Rosalee Gordon, 1929

Rosalee Gordon, senior photo, 1929, Isidore Newman School Pioneer. For her quote, Rosalee chose, “Principle is ever my motto, not expediency.”

Jennie started out as a salesperson at Gus Mayer Department Store, but later got a job with Greyhound when the company began hiring women to take the place of men drafted for the First World War. She remained with the company until she retired in 1969. Jennie, who did not marry, was a member of Touro Synagogue and Hadassah. She died in 1988.

Dora, after working as a stenographer for a bank and insurance company, became a secretary for the U. S. Public Health Service and later the Veterans Administration, which in 1964, recognized her “sustained superior performance.” Dora, who also did not marry, served on the board of the Women’s Division of the Jewish Community Center. She died in 1995.
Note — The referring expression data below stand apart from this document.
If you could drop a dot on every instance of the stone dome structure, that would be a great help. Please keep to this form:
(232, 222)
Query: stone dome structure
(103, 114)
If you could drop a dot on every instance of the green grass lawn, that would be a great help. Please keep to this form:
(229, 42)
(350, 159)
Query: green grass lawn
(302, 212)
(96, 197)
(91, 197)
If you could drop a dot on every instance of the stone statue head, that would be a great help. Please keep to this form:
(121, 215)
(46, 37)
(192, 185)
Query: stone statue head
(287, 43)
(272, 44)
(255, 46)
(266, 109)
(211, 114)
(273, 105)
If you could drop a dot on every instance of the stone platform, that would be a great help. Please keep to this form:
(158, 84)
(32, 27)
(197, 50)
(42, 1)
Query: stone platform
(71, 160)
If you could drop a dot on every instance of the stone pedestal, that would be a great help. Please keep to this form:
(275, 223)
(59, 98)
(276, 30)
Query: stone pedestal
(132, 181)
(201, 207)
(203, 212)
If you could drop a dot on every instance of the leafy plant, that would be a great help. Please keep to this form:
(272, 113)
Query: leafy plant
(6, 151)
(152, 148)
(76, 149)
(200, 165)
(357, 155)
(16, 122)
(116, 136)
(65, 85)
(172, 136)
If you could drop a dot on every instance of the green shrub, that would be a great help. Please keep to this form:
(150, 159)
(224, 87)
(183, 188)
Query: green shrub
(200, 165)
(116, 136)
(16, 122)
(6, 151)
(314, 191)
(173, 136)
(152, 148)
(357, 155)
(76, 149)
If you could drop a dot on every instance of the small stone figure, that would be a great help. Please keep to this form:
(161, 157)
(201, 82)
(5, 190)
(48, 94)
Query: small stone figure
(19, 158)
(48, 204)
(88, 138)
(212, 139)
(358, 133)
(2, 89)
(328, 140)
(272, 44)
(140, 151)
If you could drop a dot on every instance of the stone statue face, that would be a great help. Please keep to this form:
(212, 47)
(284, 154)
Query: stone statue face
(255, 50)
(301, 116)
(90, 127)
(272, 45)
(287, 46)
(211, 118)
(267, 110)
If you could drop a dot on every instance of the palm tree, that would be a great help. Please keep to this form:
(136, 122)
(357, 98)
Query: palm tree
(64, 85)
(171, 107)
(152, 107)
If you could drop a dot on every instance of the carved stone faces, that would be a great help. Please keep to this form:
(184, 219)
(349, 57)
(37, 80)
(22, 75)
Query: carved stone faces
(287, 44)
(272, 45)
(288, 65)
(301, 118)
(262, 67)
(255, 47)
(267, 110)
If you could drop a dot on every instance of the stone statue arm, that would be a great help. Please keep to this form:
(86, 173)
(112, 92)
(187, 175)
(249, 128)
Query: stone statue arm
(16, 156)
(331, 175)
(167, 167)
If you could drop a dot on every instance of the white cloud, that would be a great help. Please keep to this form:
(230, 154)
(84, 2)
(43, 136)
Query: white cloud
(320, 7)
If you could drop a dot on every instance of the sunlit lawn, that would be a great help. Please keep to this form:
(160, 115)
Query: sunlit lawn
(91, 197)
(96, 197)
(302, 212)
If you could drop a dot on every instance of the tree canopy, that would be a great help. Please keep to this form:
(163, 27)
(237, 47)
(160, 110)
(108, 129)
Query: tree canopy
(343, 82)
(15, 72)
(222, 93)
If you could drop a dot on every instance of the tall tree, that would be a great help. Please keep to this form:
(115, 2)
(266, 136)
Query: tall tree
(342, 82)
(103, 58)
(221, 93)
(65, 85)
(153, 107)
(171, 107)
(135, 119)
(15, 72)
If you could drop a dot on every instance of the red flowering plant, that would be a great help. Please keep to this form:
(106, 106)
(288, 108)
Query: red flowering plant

After graduating from Newman, Rosalee worked as a stenographer and a file clerk before marrying Nathan Yasnyi, with whom she had a daughter. Rosalee and Nathan shared their home with Jennie and Dora. Rosalee died in 1988, just seven months before Jennie. 

In Their Own Words

In 1984, Jennie Gordon and Rosalee Gordon Yasnyi participated in the Home Alumni Interview Project. As summarized by JCRS Executive Director Viola Weiss, read  Jennie’s and Rosalee’s recollections of childhood in the Home.

Dora Gordon, May 1957

This photo of Dora Gordon, a secretary for the U.S. Public Health Service hospital, appeared in the New Orleans States, May 18, 1957.